No, light user. Nothing hardware intensive, nothing advanced.
Have you ever written a shell script to automate a workflow?
Do you use the command-line regularly?
Have you ever modified binaries to run?
Have you ever compiled your own software?
Have you ever cloned and then compiled someone else's source code from github, subversion, etc?
Have you ever reverse engineered software?
Have you ever written your own kernel?
Have you ever built your own rig?
Have you ever upgraded your own rig?
Do you know how it functions on a system level?
Have you ever tinkered or modified your system?
Have you ever overclocked your cpu or your gpu?
Have you ever sat down and spent hours tweaking your motherboard's multipliers and voltages?
Do you actively follow tech news?
Does your machine run actively twenty-four hours a day for weeks if not months at a time?
Have you ever used a real variant of Linux or BSD?
Have you ever hacked in functionality to other people's platforms or software?
Have you ever maintained an complete online backup, encrypted to remote server hosting?
Have you ever sat down and customized your terminal and created custom shells?

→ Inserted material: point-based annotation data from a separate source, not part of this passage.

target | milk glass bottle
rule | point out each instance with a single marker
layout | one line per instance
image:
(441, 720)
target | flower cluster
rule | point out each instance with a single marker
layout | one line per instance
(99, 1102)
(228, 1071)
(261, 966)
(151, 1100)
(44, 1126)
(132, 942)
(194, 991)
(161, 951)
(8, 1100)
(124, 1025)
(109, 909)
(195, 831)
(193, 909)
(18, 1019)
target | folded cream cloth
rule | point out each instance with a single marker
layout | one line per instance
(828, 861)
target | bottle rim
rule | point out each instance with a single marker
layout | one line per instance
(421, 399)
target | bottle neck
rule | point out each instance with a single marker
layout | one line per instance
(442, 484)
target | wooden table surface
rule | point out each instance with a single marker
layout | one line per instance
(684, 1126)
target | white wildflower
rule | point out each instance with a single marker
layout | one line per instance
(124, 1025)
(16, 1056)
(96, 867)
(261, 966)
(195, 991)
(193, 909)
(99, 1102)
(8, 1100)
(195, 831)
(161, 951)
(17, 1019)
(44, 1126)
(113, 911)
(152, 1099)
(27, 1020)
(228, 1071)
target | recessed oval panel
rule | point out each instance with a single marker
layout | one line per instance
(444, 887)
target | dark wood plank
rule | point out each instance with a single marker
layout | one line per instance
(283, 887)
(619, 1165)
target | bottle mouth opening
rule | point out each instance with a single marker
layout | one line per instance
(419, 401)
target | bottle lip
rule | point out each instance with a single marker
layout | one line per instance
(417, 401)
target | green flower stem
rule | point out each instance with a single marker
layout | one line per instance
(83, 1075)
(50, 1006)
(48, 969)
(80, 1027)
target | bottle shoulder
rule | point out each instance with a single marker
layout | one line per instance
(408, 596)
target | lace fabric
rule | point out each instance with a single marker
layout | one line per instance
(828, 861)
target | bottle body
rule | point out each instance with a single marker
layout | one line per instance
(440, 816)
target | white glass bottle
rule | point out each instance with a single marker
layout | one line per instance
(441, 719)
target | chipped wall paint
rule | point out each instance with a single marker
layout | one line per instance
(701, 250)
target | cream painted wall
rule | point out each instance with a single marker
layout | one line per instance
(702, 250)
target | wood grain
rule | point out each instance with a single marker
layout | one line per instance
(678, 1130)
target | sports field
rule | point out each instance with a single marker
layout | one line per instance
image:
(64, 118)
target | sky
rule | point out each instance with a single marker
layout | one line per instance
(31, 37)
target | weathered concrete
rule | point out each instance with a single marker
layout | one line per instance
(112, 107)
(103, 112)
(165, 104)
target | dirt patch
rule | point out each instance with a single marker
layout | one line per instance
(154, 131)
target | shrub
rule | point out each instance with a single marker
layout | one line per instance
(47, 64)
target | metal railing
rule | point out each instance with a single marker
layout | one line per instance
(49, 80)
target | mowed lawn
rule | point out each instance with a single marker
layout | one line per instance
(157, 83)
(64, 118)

Have you ever went through and locked down an entire network creating specific rulesets in an alternative router firmware?
Do you regularly max out your CPU, have all threads running various tasks like encoding files, decrypting material, archiving, etc.?
I mean I could go on.
There is a vast gulf in terms of a serious computer user and a casual computer user. Surfing the web, popping out emails, watching videos, editing some photos, and popping open a small handful of niche software to accomplish a very small scoped task. You shouldn't be offended, 99% of the people here fit into the casual category. It isn't about the time spent using a computer it is about the depth and mechanics of it. I have shelves crammed full of dead tree media devoted to nothing but technology, computers, subsystems, information technology. Enthusiasts always get irritated when someone comes in and tries to claim like they are at the same tier of devotion, knowledge, or expertise. My previous post about Mantle API and drawcalls wasn't even a scratch in the surface of serious computer use. Hell, if I wanted to get into some low-level stuff, Dizzy would have to write in a PRE formatter just so I could get the stuff posted correctly. Just like you would be irritated if I claimed that I was at the same level of expertise as you in your particular field.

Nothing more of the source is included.